- Born: 1968 (age 57–58)
- Education: ETH Zurich: PhD, Environmental Physics 1998, MSc Climatology 1994; University of Basel: History 1991
- Occupations: RepRisk CEO, Zürich, Switzerland

= Philipp Aeby =

Swiss businessman

Philipp Aeby (born 1968) is the chief executive officer of RepRisk, an environmental, social, and governance (ESG) data science company based in Zürich, specializing in ESG and business conduct risk research and quantitative solutions. He has served in that capacity since 2010 and is also a board member of RepRisk. He previously held the position of chief operating officer and managing partner, when RepRisk was part of the environmental and social consultancy, Ecofact.

== Professional career ==
Before joining RepRisk in 2006, Philipp worked in various managerial positions across Europe at Amgen, the global biopharmaceutical firm. He was a member of the Regional European Management Team based in Brussels where he had the responsibility of budgeting, planning, and sales and marketing effectiveness for Central and Eastern Europe, Benelux, Scandinavia, and the UK. He was also a member of the European Sales Leadership Council at Amgen.

Philipp started his professional career at the Boston Consulting Group, where he worked on a broad range of international assignments. In 1994–1995, he was a research associate at CIAT, the International Center for Tropical Agriculture in Colombia.

Philipp currently serves on the Board of Swiss Sustainable Finance, an organization that aims to promote sustainability in the Swiss financial market, and also positions Switzerland as a hub for sustainable finance. He serves on the Business Advisory Board of Swisspeace, a Swiss-based research institute focused on conflict resolution and peace-building. He was also on UNICEF's advisory board during the launch of UNICEF's Children's Rights and Business Principles

== Education ==
Philipp studied history at the University of Basel. Philipp then attended the Swiss Federal Institute of Technology (ETH) in Zurich, Switzerland, where he earned a Master's of Science in climatology (1991–1994), followed by a PhD in Environmental Physics (1995–1998). His doctoral thesis was on the topic of quantitative fluorescence imaging of tracer distributions in soil profiles. He earned the ETH Medal for outstanding research that involved applying neural networks to pattern recognition.

He has also authored or contributed to various studies and books on the top of sustainability and ESG, including a joint research study by AfU Investor Research and RepRisk on the ESG Performance of European Investment Funds, as well as a chapter in the book "CSR and Finance: the Contribution and Role of the CFO for the Sustainable Management of a Firm" ("CSR und Finance: Beitrag und Rolle des CFO für eine Nachhaltige Unternehmensführung"), entitled "New Risks: Reputation, Compliance, Climate, Water, Raw Materials, Biodiversity, Human Rights, Working Conditions, Corruption."
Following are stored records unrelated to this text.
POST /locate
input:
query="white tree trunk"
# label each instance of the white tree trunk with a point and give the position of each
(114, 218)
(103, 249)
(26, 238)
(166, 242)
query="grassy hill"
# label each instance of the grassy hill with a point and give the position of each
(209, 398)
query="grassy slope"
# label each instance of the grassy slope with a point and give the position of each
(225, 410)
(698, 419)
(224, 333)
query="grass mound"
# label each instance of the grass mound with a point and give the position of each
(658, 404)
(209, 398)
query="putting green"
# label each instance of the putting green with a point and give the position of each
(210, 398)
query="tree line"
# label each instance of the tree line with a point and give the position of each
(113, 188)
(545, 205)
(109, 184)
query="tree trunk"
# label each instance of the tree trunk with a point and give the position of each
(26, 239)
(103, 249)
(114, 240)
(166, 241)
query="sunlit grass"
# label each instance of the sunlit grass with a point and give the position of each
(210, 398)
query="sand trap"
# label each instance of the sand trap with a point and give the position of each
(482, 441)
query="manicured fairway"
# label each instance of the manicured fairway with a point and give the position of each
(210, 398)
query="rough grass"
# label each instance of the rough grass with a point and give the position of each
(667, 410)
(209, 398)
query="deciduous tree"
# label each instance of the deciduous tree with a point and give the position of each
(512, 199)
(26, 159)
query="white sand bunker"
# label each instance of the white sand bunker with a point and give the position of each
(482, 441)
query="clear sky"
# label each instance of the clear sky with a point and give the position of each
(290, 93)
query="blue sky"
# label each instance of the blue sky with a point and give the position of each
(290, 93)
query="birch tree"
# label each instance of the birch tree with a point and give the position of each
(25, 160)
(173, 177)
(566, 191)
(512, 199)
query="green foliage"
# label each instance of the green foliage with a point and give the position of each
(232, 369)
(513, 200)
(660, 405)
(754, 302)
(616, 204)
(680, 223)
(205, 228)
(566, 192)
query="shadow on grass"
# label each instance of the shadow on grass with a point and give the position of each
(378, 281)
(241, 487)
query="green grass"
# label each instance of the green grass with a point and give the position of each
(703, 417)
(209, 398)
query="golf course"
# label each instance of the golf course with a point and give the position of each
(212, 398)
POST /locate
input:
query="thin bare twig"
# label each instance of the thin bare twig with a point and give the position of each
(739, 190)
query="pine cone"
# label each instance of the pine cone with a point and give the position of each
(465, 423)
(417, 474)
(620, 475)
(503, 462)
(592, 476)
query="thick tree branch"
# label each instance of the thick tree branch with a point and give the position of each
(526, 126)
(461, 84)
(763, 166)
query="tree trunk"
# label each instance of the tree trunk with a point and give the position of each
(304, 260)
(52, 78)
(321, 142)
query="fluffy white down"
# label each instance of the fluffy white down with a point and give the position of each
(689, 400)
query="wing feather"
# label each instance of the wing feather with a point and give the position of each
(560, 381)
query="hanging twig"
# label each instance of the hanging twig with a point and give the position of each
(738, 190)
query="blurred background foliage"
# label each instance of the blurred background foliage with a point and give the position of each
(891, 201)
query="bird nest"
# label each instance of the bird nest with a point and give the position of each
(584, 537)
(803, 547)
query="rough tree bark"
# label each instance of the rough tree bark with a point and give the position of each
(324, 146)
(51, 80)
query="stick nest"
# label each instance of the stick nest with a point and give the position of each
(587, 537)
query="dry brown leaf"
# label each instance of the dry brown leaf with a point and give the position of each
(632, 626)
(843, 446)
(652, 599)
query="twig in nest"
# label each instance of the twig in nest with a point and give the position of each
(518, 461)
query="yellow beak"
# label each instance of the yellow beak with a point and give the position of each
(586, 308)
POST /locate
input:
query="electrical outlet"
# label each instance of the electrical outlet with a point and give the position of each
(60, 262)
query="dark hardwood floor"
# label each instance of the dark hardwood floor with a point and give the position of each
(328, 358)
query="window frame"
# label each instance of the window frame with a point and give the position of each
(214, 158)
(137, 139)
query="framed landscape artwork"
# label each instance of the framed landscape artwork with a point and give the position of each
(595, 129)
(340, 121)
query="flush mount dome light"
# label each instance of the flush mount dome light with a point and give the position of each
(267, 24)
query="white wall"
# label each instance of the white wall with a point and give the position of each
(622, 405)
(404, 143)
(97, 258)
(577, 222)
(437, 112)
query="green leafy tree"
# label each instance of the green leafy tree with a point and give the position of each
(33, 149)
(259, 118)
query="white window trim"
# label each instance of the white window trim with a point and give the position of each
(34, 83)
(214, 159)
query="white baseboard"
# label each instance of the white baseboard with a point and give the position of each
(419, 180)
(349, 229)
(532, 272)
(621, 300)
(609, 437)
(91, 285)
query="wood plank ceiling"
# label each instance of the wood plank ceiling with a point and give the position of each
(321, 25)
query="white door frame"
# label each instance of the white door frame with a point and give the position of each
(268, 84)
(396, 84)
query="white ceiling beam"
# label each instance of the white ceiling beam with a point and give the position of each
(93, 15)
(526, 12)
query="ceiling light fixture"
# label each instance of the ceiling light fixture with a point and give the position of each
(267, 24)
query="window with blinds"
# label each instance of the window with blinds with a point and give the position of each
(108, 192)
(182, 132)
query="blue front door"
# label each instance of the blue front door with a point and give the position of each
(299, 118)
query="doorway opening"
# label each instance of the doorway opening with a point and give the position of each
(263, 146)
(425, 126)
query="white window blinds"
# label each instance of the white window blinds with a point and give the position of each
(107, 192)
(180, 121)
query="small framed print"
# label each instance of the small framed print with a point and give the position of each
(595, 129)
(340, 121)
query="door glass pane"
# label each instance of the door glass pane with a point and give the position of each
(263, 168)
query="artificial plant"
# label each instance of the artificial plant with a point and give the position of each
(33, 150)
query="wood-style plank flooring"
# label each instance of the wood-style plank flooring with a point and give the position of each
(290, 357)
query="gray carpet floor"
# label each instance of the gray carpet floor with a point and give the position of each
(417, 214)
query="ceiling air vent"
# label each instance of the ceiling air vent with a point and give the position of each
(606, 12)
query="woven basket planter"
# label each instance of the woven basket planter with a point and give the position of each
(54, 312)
He is considered knowledgeable on reputational risk and ESG risk, and is often interviewed on the topic by various media.

== Personal life ==
Philipp grew up in Münchenstein outside of Basel, Switzerland. In 2005, Philipp married Dr. Maya Bundt, Head of Cyber and Digital Strategy at Swiss Re, the global reinsurance company. They live in the Zürich area and have three sons.

In 2009, he published a book entitled Kolumbianische Scheidung (Colombian Divorce), a thriller about greed and governance in the pharmaceutical industry.